Nevertheless it’s additionally not arduous to search out individuals who, like Honnold, imagine that their each day greens powder repair does have some constructive impact. Whether or not that perceived enchancment is a consequence of AG1’s components, or as a result of investing $79 monthly in a stylish wellness product makes you extra prone to take possession of your well being in different methods, stays up for debate. However to paraphrase the words of greens powder skeptics, why not simply eat just a few extra rattling greens?
Certainly, normally when articles come out questioning the claims of some new superfood-laden wunderproduct, they may conclude with a reminder that there isn’t a option to outhack the standard nutritious diet. (AG1 doesn’t declare that its product eliminates the necessity for wholesome consuming.) It’s all the time so disappointing. As a result of who doesn’t wish to dwell in a world the place the adversarial results of final night time’s boozy bacchanalia might be neutralized with an ashwagandha root smoothie?
Our collective want for the dietary panacea comes at a second when mistrust towards consultants may be at an all-time excessive. In line with Seres, a part of the rationale why so many individuals desire to take heed to influencer well being gurus quite than scientists is that the latter group usually hasn’t carried out a superb job in speaking dietary recommendation to most people. (AG1’s web site notes that the corporate has an “in-house staff of medical doctors, scientists, and researchers.”) The result’s a specific amount of cynicism; Seres stated the primary query he hears when new pointers are introduced is, “OK, are eggs in or out this time?”
“Individuals observe the suggestions of scientists and dietary pointers for the three most vital causes potential: they wish to dwell longer; they wish to dwell more healthy; they usually wish to be happier,” Seres stated. “Once we change our minds as scientists—which we don’t do frivolously however based mostly on new proof—we have to do a greater job of explaining why, in order that individuals are truly prepared to take heed to us.”

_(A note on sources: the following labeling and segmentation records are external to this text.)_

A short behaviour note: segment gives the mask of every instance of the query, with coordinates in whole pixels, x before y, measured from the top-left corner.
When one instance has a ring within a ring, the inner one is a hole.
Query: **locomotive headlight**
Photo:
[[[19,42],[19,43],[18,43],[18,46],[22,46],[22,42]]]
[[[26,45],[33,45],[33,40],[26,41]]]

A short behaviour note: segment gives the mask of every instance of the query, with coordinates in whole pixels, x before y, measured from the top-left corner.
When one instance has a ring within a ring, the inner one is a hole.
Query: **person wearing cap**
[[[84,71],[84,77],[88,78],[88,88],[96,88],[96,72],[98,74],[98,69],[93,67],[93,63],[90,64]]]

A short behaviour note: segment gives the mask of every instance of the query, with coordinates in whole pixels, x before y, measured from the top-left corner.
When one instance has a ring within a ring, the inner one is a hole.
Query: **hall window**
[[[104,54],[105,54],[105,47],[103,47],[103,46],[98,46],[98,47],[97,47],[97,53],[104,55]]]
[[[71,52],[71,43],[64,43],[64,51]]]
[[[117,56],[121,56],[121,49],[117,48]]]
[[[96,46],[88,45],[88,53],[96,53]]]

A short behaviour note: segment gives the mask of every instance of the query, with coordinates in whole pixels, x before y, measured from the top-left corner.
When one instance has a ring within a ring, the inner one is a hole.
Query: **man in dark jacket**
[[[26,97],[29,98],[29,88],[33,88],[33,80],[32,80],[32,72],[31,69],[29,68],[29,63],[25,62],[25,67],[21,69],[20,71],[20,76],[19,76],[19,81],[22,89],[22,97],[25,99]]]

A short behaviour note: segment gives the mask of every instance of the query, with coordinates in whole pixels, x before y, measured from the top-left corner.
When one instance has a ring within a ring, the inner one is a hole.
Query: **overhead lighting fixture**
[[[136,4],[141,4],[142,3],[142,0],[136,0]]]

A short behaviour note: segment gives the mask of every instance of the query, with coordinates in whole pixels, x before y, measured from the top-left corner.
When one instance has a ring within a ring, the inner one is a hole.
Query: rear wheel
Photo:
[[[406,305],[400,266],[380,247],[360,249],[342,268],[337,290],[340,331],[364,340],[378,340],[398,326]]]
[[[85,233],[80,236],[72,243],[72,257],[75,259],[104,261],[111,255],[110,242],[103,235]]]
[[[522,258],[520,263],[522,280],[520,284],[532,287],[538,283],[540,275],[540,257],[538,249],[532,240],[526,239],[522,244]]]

If Seres has any phrases of consolation for individuals who could also be dismayed that we are able to’t cancel out our meals vices with a greens powder complement, it’s that we should always regard excellent diet as a utopia, quite than one thing we have to beat ourselves up for not attaining.
As he places it: “Taking pictures for the perfect eating regimen is the objective; attaining it’s not.”